In-orbit events and onboard malfunctions, often manifesting as telemetry faults, can compromise satellite missions. Monitoring such faults through ground operations is time intensive and tedious, motivating the need for advanced onboard and autonomous satellite resilience capabilities, which will increase the likelihood of mission success. We present a novel approach for onboard autonomous satellite fault diagnosis that leverages ensemble learning to jointly detect faults and attribute them to a probable cause. The framework consists of an ensemble of representation learners, including an Autoencoder (AE), Kalman Filter (KF), Gaussian Mixture Model (GMM), Long Short Term Memory network (LSTM), and the PCMCI causal discovery algorithm, which extract informative data representations from satellite telemetry data. Then, using a decision tree classifier called XGBoost, we detect and classify faults based on the fused representations. The implementation is modular and can easily integrate into a larger fault response and decision-making system.

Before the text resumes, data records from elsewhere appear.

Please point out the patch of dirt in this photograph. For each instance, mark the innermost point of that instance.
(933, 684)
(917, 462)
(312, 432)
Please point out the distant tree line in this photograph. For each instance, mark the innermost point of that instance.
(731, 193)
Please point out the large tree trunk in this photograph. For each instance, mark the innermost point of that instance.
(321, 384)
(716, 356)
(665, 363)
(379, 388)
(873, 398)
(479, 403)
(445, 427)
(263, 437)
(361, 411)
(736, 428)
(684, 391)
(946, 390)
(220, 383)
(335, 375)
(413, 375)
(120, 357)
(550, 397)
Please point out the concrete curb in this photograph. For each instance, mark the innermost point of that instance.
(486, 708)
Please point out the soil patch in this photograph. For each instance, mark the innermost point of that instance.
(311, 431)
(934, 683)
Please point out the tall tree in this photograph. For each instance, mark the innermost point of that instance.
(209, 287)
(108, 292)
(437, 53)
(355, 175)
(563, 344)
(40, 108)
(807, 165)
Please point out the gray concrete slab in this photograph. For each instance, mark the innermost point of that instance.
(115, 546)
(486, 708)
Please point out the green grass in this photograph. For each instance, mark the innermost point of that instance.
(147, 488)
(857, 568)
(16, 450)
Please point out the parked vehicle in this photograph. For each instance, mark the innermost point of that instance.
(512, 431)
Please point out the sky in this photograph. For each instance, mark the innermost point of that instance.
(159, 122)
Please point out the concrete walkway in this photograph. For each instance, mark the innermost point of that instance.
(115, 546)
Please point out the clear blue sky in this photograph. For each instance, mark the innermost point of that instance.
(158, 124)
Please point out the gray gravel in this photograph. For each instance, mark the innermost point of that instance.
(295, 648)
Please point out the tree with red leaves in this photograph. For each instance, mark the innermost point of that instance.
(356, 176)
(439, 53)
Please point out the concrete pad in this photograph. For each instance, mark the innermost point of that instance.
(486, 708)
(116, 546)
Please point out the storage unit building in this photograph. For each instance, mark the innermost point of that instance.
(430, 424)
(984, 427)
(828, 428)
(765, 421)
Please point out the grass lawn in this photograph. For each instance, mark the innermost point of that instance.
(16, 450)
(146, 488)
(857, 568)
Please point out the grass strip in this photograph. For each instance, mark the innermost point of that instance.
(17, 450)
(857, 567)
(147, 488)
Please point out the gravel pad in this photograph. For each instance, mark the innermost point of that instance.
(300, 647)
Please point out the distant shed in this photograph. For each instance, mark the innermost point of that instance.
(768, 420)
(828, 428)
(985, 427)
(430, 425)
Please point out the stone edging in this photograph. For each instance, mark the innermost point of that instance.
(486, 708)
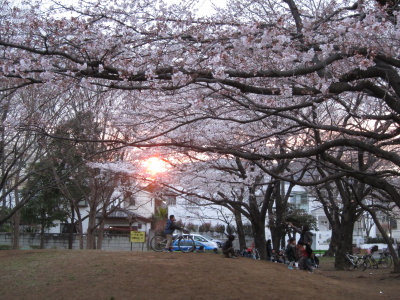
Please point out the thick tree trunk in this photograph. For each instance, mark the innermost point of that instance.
(16, 219)
(100, 236)
(71, 229)
(91, 231)
(259, 238)
(344, 244)
(240, 231)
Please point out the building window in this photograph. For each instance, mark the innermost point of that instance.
(170, 199)
(130, 198)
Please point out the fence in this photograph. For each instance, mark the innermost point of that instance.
(112, 242)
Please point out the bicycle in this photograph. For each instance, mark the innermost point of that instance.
(369, 261)
(184, 243)
(249, 252)
(354, 261)
(385, 259)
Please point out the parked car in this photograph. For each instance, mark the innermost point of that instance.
(219, 243)
(200, 241)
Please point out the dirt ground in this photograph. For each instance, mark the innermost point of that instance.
(63, 274)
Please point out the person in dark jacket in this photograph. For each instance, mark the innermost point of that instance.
(227, 249)
(306, 236)
(291, 253)
(269, 250)
(169, 231)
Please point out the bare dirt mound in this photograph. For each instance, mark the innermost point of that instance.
(63, 274)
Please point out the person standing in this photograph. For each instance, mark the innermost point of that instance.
(291, 253)
(306, 236)
(227, 249)
(269, 250)
(169, 231)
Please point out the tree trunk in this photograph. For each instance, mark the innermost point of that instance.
(345, 243)
(100, 235)
(259, 238)
(17, 219)
(71, 229)
(240, 231)
(91, 231)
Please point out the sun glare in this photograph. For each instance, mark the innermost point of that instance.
(155, 165)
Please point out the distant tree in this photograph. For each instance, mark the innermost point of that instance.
(47, 205)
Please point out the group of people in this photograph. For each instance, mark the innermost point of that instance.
(300, 252)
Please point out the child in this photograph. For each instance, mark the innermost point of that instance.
(227, 248)
(291, 252)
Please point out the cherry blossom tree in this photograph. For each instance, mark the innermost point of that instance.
(309, 76)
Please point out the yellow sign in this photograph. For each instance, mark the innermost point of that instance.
(137, 237)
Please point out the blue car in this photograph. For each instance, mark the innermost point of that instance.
(200, 241)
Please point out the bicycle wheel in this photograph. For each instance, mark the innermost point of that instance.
(366, 263)
(374, 263)
(390, 261)
(384, 262)
(158, 243)
(256, 255)
(359, 263)
(186, 244)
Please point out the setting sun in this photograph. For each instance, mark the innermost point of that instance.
(155, 165)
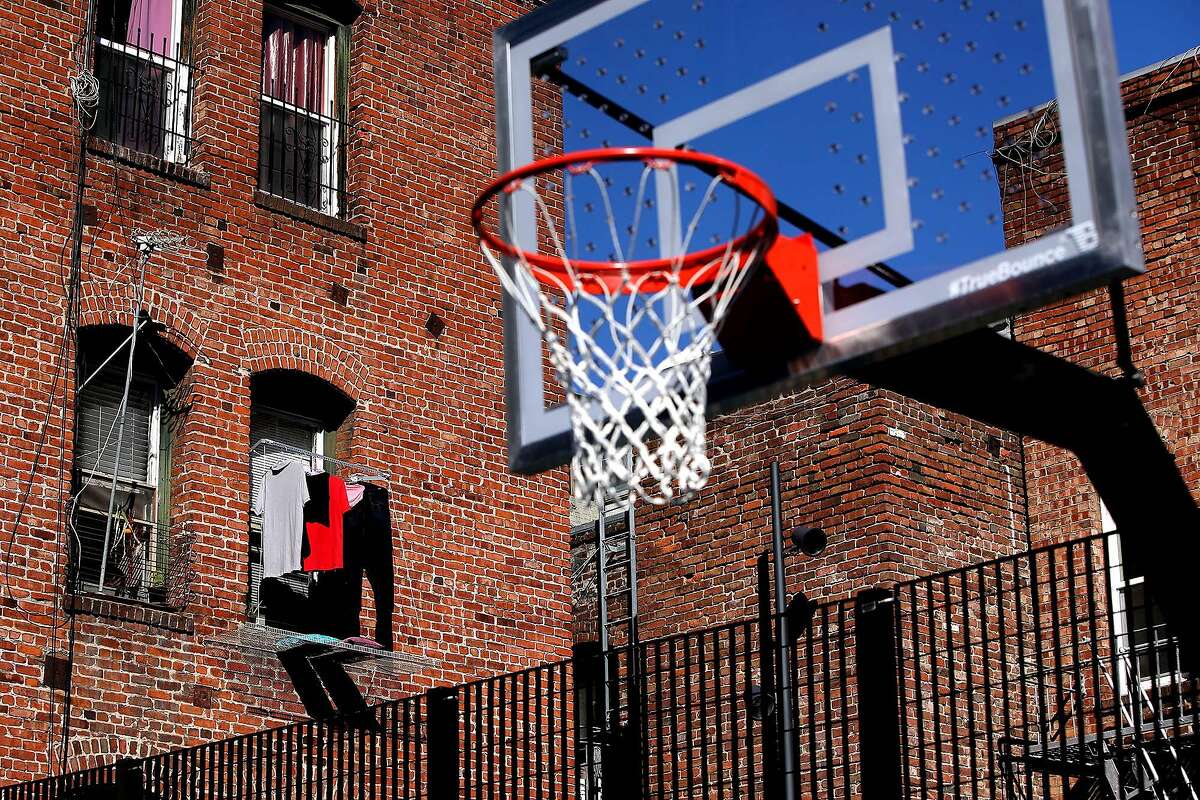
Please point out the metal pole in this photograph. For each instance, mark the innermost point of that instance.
(767, 668)
(136, 310)
(111, 356)
(783, 643)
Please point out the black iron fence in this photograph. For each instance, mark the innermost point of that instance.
(1037, 675)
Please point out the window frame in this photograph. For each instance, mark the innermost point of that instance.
(1129, 651)
(178, 78)
(335, 85)
(156, 516)
(253, 522)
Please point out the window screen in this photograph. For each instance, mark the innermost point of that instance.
(97, 414)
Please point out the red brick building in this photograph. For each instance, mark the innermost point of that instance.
(328, 294)
(318, 162)
(904, 489)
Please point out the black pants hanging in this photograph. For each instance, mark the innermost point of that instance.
(366, 549)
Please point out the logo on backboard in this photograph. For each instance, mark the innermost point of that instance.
(1084, 236)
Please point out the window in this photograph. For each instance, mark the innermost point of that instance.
(294, 417)
(143, 50)
(301, 131)
(133, 553)
(1146, 650)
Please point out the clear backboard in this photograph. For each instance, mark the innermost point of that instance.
(893, 131)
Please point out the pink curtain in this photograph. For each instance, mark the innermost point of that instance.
(294, 64)
(149, 26)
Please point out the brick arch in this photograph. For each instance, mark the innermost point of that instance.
(105, 302)
(288, 348)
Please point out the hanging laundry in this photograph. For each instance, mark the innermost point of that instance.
(281, 506)
(325, 551)
(337, 596)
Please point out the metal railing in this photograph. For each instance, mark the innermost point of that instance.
(1006, 679)
(145, 98)
(1014, 681)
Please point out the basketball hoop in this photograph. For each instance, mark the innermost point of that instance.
(630, 340)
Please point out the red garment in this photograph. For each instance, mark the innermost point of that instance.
(325, 541)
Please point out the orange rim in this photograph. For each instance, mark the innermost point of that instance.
(747, 182)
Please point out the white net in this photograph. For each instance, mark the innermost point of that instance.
(631, 342)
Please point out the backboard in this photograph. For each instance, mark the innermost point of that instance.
(882, 127)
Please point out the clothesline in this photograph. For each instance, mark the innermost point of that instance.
(355, 471)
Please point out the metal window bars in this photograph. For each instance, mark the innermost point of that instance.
(145, 97)
(315, 461)
(301, 155)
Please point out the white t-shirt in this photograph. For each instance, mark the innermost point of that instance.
(281, 506)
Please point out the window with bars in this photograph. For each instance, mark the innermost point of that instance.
(293, 431)
(303, 133)
(1147, 651)
(127, 555)
(143, 67)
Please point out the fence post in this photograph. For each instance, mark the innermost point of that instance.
(129, 780)
(879, 704)
(442, 731)
(767, 692)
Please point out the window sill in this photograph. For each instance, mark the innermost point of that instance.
(130, 611)
(153, 163)
(303, 212)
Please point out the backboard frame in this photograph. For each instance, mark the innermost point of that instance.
(1102, 244)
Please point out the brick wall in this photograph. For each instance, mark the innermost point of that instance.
(905, 489)
(1163, 122)
(900, 488)
(480, 555)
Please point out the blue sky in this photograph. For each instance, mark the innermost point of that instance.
(961, 65)
(1152, 30)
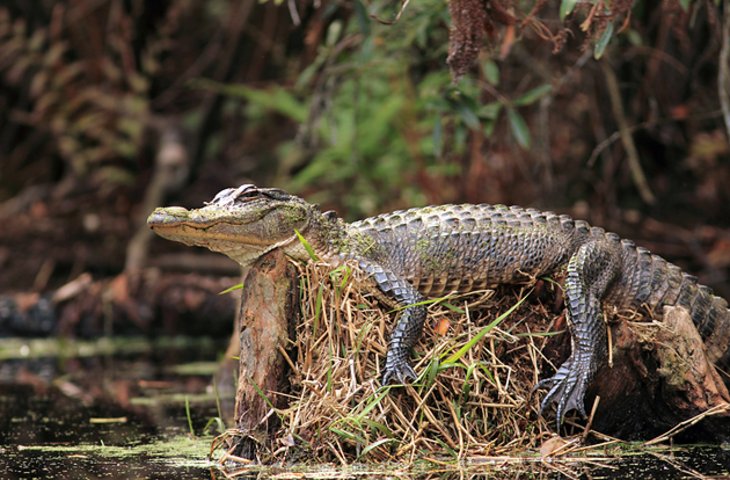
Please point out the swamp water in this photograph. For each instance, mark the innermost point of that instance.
(125, 408)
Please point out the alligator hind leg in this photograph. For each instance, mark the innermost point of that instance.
(590, 271)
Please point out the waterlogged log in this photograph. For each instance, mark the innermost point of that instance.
(268, 310)
(660, 378)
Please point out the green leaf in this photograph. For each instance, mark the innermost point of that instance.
(531, 96)
(238, 286)
(519, 128)
(566, 7)
(306, 245)
(490, 110)
(467, 115)
(602, 43)
(491, 72)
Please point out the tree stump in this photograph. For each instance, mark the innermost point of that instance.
(661, 377)
(268, 310)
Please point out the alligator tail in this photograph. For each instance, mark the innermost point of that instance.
(654, 283)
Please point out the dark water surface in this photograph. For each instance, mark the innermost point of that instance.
(119, 409)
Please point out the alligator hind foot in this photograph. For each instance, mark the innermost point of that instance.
(567, 388)
(398, 372)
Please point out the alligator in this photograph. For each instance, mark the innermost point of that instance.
(410, 255)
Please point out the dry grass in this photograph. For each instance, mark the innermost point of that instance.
(478, 361)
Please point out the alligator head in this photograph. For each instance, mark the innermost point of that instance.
(243, 223)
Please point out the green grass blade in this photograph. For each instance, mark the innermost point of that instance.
(307, 246)
(473, 341)
(238, 286)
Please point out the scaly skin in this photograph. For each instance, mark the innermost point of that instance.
(413, 254)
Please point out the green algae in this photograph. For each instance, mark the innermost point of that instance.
(180, 450)
(22, 348)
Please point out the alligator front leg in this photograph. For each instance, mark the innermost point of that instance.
(407, 331)
(590, 271)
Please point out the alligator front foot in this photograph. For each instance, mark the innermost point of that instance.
(567, 388)
(398, 372)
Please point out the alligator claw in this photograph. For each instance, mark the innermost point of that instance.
(567, 389)
(400, 372)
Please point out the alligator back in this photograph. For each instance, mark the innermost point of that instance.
(468, 247)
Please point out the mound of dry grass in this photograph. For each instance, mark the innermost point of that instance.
(478, 361)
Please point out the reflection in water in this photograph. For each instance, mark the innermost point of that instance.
(117, 409)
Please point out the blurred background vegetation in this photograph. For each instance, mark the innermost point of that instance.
(609, 111)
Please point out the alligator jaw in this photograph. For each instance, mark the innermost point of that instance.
(214, 229)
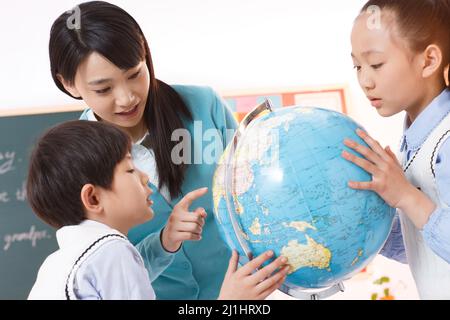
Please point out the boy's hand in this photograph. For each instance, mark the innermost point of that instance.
(388, 179)
(241, 284)
(183, 224)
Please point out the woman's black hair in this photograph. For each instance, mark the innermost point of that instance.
(66, 158)
(421, 22)
(110, 31)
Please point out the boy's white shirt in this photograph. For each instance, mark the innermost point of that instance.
(63, 273)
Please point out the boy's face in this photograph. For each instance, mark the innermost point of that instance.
(388, 72)
(127, 204)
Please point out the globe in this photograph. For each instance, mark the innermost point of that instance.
(282, 185)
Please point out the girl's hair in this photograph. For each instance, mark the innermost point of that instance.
(66, 158)
(110, 31)
(421, 22)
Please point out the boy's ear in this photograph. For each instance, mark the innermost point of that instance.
(432, 58)
(90, 197)
(68, 86)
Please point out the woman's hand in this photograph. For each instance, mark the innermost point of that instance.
(388, 179)
(242, 284)
(183, 224)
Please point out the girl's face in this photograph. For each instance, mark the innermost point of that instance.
(389, 73)
(116, 96)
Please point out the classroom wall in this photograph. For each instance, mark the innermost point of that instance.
(229, 45)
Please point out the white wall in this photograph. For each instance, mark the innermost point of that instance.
(229, 45)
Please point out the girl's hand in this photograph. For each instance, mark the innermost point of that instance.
(388, 179)
(241, 284)
(182, 224)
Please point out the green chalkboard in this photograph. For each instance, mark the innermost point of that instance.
(25, 241)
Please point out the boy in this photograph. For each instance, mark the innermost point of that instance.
(82, 181)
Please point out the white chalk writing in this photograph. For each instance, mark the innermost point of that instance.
(33, 236)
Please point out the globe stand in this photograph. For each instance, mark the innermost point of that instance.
(302, 294)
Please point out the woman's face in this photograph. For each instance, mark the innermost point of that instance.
(116, 96)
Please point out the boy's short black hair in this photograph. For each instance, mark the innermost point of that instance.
(66, 158)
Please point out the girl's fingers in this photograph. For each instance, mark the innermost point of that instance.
(268, 282)
(195, 217)
(255, 263)
(271, 289)
(373, 144)
(360, 162)
(189, 227)
(364, 151)
(361, 185)
(267, 271)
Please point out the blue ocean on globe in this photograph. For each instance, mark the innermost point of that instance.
(283, 186)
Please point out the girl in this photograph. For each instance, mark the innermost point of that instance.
(98, 53)
(401, 51)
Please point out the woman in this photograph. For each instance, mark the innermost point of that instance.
(100, 55)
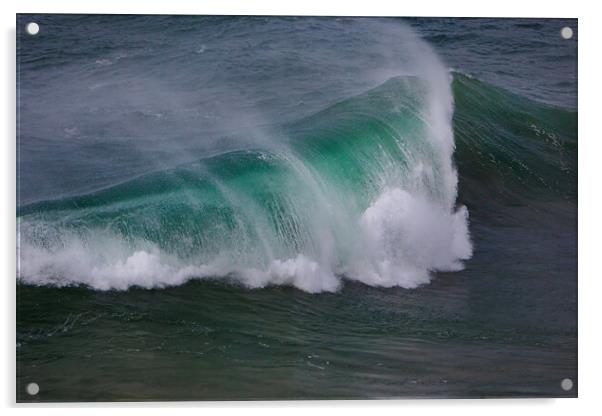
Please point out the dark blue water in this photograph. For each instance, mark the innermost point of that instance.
(156, 135)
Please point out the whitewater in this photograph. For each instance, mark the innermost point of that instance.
(363, 190)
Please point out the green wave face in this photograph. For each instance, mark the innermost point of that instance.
(356, 191)
(363, 190)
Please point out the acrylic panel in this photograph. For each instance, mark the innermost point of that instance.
(280, 207)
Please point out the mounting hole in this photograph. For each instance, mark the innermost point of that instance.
(566, 384)
(566, 32)
(32, 28)
(32, 389)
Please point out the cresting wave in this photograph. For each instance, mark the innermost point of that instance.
(364, 190)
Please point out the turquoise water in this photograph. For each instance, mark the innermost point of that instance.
(209, 210)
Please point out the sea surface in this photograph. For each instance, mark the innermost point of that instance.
(259, 208)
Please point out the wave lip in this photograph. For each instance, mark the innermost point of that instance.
(364, 190)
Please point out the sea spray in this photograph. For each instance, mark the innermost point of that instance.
(364, 190)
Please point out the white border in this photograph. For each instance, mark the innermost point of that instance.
(590, 177)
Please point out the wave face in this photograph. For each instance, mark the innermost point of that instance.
(364, 190)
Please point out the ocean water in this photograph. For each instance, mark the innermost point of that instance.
(214, 208)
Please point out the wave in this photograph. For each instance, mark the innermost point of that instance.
(365, 190)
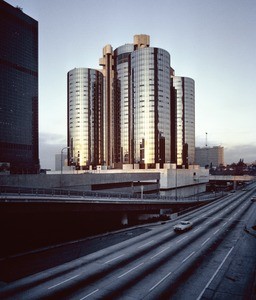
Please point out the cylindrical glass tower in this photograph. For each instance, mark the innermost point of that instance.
(150, 97)
(122, 103)
(185, 119)
(85, 117)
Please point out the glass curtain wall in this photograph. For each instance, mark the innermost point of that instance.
(185, 120)
(122, 103)
(85, 117)
(150, 96)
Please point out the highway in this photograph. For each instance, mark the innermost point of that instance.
(214, 260)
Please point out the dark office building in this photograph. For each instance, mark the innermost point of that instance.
(18, 90)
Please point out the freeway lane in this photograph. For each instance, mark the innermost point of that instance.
(156, 263)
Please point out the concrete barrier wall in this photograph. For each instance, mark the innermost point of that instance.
(78, 181)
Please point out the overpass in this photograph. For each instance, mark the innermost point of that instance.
(32, 221)
(231, 180)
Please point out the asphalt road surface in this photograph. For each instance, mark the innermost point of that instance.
(214, 260)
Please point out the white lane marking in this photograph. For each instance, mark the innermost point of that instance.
(146, 244)
(209, 282)
(160, 281)
(130, 270)
(182, 239)
(205, 241)
(167, 233)
(89, 294)
(216, 231)
(113, 259)
(51, 287)
(188, 257)
(159, 252)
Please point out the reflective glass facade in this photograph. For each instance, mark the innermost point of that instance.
(150, 101)
(18, 90)
(85, 117)
(184, 140)
(122, 103)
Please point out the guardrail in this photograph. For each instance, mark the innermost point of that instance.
(21, 191)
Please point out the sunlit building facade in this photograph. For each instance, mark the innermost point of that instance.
(150, 100)
(145, 115)
(85, 117)
(183, 138)
(123, 104)
(110, 114)
(18, 90)
(209, 156)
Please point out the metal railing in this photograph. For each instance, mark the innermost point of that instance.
(21, 191)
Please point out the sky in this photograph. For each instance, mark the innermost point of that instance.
(211, 41)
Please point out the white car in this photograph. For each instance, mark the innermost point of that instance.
(253, 199)
(183, 226)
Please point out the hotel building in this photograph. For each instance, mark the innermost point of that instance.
(146, 117)
(85, 117)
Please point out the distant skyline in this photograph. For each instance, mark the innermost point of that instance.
(212, 42)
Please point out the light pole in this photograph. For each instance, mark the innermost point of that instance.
(61, 163)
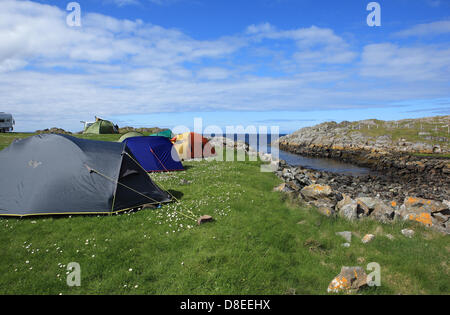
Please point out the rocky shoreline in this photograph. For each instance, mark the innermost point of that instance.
(355, 198)
(403, 185)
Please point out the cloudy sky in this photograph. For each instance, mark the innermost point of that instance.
(286, 63)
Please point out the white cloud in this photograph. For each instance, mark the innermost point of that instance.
(55, 75)
(428, 29)
(408, 64)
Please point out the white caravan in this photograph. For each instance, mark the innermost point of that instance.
(6, 122)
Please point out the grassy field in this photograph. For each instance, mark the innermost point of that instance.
(260, 243)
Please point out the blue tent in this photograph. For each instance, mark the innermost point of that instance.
(155, 154)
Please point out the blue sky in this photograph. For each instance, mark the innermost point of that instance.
(289, 63)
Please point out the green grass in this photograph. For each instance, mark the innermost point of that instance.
(261, 242)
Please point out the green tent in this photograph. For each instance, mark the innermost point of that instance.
(101, 127)
(166, 133)
(130, 135)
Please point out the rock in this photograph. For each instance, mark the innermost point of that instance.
(315, 192)
(421, 210)
(368, 201)
(383, 213)
(408, 233)
(326, 211)
(367, 238)
(349, 279)
(347, 235)
(204, 219)
(361, 209)
(347, 208)
(420, 205)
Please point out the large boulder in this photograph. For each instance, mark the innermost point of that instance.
(423, 211)
(349, 279)
(347, 208)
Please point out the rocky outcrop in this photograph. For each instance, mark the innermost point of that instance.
(348, 280)
(383, 153)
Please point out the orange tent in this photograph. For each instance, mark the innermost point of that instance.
(191, 145)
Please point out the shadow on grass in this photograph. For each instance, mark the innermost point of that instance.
(177, 194)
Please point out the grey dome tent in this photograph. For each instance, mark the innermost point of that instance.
(59, 174)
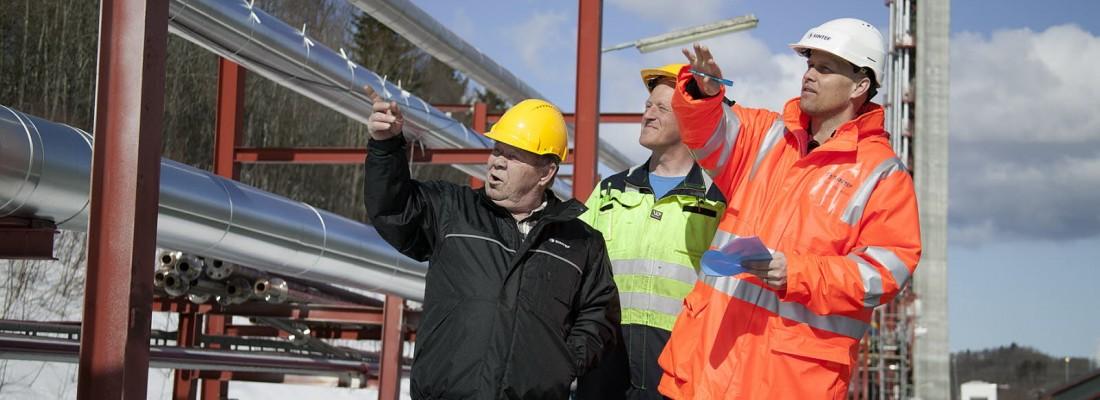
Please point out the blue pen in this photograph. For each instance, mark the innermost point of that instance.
(719, 80)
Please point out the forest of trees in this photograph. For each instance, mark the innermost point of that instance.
(1020, 371)
(47, 68)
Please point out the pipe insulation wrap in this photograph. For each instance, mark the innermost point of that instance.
(45, 174)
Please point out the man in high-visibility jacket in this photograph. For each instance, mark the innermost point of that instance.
(820, 186)
(658, 219)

In the development of our prototype, we recognized that the scarcity of historical faulting telemetry data and detailed ground truth labels present major limitations to the improvement of autonomous fault diagnosis approaches, both in terms of the ability to train machine learning algorithms and to provide quantitative and comparative validation of methods. To address this limitation, we develop a novel statistical telemetry simulation tool, called SatFaultSim, that generates non-faulting and faulting data for the training and validation of fault detection and attribution algorithms. SatFaultSim can model 11 common fault cases, such as ionizing radiation faults, system resets, thermal and current faults. Each case statistically emulates fault scenarios observed during past satellite missions. The tool generates faults based on user input through configuration files and is extendable to accommodate additional fault cases.

We use SatFaultSim to train and validate our ensemble learning approach to jointly demonstrate the capability of the simulation tool and the effectiveness of our algorithmic techniques for satellite fault diagnosis. We simulate a 10-orbit dataset of faulting and non-faulting telemetry samples, split into training and validation subsets. After training the machine learning models, we perform an in-depth evaluation resulting in highly promising results, with an overall combined fault detection and attribution accuracy of 99.89%, detection accuracy of 99.94%, and average fault attribution accuracy of 99.97%. The false positive and negative rates are very low for each fault type, all falling under 0.013%. These metrics show that our approach is highly capable of identifying and attributing known faults and can serve as a baseline for autonomous fault diagnosis methods. The algorithmic framework and simulation tool are implemented in Python and available on Github. Moving forward, our work will facilitate further improvements to autonomous fault resilience, such as the integration of non-parametric and un-supervised learning techniques to accommodate unseen and rare fault types. Our approach can also enhance an autonomous decision-making framework by informing an onboard fault response or mitigation system.